Combined oxidative phosphorylation deficiency-54 (COXPD54) is a rare genetic disorder that affects the body's ability to produce energy through the process of oxidative phosphorylation.

Characteristics and Symptoms

  • COXPD54 is an autosomal recessive disorder, meaning it is inherited in an autosomal recessive pattern [3].
  • The condition results from mutations in the PRORP gene on chromosome 14q13 [4].
  • It presents with a range of symptoms, including:
    • Sensorineural hearing loss and ovarian insufficiency (Perrault syndrome) [5]
    • Leukodystrophy, which is a degenerative disease affecting the white matter of the brain
    • Growth retardation
    • Microcephaly (small head size)
    • Hypertonia (increased muscle tone)
    • Encephalopathy (brain dysfunction)
    • Cardiomyopathy (heart muscle disease)
    • Liver dysfunction [9]

Causes and Inheritance

  • COXPD54 is caused by homozygous or compound heterozygous mutations in the PRORP gene on chromosome 14q13.
  • The disorder is inherited in an autosomal recessive pattern, meaning that a person must inherit two copies of the mutated gene (one from each parent) to develop the condition.

References

[1] Not applicable

[2] Not applicable

[3] COXPD54 encompasses a phenotypic spectrum of sensorineural hearing loss and ovarian insufficiency (Perrault syndrome) to leukodystrophy. Here, we report three cases with distinct clinical presentations [5].

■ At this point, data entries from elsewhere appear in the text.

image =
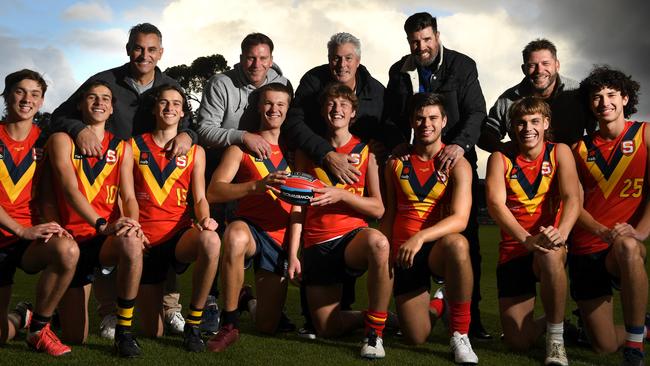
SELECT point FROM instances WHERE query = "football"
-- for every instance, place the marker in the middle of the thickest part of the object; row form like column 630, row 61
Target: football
column 298, row 188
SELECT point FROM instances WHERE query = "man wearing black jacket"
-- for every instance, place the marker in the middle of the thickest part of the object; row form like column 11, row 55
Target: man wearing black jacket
column 304, row 127
column 432, row 68
column 131, row 84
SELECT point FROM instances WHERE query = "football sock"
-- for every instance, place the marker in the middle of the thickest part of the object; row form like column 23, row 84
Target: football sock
column 38, row 322
column 438, row 305
column 375, row 320
column 634, row 337
column 459, row 317
column 230, row 317
column 124, row 315
column 194, row 316
column 555, row 331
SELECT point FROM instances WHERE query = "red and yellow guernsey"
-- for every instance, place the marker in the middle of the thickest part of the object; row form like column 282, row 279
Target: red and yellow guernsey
column 532, row 195
column 98, row 181
column 266, row 210
column 613, row 178
column 332, row 221
column 161, row 187
column 19, row 165
column 421, row 194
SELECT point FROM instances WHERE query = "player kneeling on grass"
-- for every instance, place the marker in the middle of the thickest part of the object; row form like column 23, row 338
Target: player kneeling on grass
column 337, row 242
column 162, row 186
column 87, row 191
column 25, row 243
column 257, row 232
column 525, row 190
column 606, row 246
column 427, row 207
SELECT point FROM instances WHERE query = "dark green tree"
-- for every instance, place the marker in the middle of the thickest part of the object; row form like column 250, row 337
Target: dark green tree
column 192, row 78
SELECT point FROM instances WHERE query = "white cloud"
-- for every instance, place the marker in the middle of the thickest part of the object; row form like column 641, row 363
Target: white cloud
column 47, row 60
column 101, row 41
column 92, row 11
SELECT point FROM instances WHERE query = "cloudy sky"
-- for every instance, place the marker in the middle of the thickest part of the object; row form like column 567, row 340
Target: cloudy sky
column 70, row 40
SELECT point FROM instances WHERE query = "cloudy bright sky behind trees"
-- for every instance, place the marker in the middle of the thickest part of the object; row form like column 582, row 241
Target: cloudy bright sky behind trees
column 71, row 40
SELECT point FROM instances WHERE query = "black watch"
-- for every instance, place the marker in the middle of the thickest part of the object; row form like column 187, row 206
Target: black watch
column 98, row 224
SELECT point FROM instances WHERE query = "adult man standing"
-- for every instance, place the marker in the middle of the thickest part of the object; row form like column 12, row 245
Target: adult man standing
column 432, row 68
column 542, row 79
column 131, row 84
column 228, row 116
column 344, row 66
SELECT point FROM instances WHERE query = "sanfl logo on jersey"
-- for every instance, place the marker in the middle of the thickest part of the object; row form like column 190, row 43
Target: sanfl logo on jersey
column 144, row 158
column 442, row 176
column 181, row 161
column 627, row 147
column 513, row 172
column 546, row 168
column 111, row 156
column 37, row 154
column 355, row 158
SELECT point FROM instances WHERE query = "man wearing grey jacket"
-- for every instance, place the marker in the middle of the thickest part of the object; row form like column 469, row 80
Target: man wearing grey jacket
column 542, row 79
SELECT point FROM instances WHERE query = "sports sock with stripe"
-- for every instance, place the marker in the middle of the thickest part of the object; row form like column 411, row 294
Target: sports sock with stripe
column 124, row 315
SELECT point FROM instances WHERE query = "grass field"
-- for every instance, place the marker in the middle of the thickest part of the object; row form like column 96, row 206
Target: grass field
column 289, row 349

[4] Combined oxidative phosphorylation deficiency-54 (COXPD54) is an autosomal recessive disorder caused by mutations in the PRORP gene on chromosome 14q13 [4].

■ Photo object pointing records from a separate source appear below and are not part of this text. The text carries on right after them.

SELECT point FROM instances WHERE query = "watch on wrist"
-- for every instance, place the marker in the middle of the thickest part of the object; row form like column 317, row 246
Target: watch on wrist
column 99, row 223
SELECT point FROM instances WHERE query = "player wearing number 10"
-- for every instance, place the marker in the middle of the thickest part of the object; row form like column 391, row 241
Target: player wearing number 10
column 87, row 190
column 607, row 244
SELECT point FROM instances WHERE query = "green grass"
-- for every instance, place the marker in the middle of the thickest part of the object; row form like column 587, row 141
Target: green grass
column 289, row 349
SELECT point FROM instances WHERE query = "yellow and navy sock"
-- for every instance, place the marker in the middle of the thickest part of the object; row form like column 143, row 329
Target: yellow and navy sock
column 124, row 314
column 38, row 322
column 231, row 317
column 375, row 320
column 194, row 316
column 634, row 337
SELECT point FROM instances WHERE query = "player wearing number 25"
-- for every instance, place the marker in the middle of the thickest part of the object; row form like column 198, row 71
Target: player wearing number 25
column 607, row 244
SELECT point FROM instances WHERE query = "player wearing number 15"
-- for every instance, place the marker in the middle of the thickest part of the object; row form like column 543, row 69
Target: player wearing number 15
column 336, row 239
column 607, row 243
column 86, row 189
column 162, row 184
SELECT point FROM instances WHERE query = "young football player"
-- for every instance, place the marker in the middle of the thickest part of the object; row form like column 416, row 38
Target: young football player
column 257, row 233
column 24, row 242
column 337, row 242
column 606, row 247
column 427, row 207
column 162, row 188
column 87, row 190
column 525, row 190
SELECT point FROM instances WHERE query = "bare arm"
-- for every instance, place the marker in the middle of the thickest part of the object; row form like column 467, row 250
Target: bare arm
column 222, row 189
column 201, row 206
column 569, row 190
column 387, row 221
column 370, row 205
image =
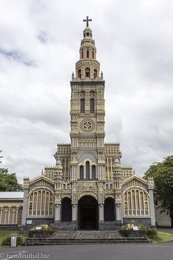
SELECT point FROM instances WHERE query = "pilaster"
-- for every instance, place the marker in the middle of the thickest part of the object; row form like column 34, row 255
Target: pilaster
column 25, row 200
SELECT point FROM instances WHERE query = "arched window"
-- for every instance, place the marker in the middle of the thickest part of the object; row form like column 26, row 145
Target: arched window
column 95, row 73
column 81, row 172
column 40, row 203
column 87, row 170
column 87, row 53
column 82, row 105
column 92, row 105
column 136, row 202
column 93, row 172
column 66, row 210
column 79, row 73
column 87, row 72
column 109, row 209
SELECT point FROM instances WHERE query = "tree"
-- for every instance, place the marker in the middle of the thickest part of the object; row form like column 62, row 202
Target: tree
column 162, row 173
column 8, row 181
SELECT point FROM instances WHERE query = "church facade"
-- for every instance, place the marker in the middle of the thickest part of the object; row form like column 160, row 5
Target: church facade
column 88, row 188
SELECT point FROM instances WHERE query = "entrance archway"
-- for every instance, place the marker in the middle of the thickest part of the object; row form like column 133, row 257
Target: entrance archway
column 88, row 213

[5] COXPD54 encompasses a phenotypic spectrum of sensorineural hearing loss and ovarian insufficiency (Perrault syndrome) to leukodystrophy. Here, we report three cases with distinct clinical presentations [5].

[6] A combined oxidative phosphorylation deficiency that has_material_basis_in homozygous or compound heterozygous mutation in the PRORP gene on chromosome 14q13 [8].

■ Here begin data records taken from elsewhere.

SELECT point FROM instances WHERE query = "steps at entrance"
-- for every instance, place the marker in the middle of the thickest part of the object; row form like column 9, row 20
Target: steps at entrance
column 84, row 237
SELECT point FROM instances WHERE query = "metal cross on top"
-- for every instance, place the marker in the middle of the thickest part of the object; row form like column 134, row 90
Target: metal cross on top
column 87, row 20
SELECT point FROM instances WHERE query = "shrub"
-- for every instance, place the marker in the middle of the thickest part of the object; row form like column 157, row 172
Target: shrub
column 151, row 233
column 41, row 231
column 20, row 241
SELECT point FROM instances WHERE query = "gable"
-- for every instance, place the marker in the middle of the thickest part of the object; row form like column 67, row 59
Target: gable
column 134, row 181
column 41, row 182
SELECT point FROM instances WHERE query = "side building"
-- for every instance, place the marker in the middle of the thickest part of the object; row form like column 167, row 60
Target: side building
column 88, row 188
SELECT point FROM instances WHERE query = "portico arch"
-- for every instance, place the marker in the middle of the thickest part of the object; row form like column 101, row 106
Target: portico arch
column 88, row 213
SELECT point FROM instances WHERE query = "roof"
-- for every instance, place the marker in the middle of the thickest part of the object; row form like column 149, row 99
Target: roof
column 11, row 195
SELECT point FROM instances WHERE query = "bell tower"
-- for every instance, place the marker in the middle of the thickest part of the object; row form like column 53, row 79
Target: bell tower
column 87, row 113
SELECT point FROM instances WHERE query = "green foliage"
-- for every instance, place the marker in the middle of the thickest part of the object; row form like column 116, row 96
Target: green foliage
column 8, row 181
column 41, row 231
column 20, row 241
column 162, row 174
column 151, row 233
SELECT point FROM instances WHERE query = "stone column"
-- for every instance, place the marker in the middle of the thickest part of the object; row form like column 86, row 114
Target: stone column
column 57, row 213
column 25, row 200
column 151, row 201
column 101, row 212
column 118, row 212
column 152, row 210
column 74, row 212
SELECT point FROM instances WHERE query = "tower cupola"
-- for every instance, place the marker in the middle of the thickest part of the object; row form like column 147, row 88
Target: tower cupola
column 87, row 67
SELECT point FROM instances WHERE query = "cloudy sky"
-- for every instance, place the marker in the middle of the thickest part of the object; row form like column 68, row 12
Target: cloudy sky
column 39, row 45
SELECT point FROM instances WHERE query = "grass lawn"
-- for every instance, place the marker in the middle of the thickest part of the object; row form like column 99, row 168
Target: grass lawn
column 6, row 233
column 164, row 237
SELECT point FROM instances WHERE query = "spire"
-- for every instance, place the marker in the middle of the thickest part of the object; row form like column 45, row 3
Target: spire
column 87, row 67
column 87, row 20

[7] Definition: A combined oxidative phosphorylation deficiency that has_material_basis_in homozygous or compound heterozygous mutation in the PRORP gene on chromosome 14q13 [7].

[8] A combined oxidative phosphorylation deficiency that has_material_basis_in homozygous or compound heterozygous mutation in the PRORP gene on chromosome 14q13 [9].

[9] A mitochondrial metabolism disease that is characterized by growth retardation, microcephaly, hypertonia, encephalopathy, cardiomyopathy and liver dysfunction [9].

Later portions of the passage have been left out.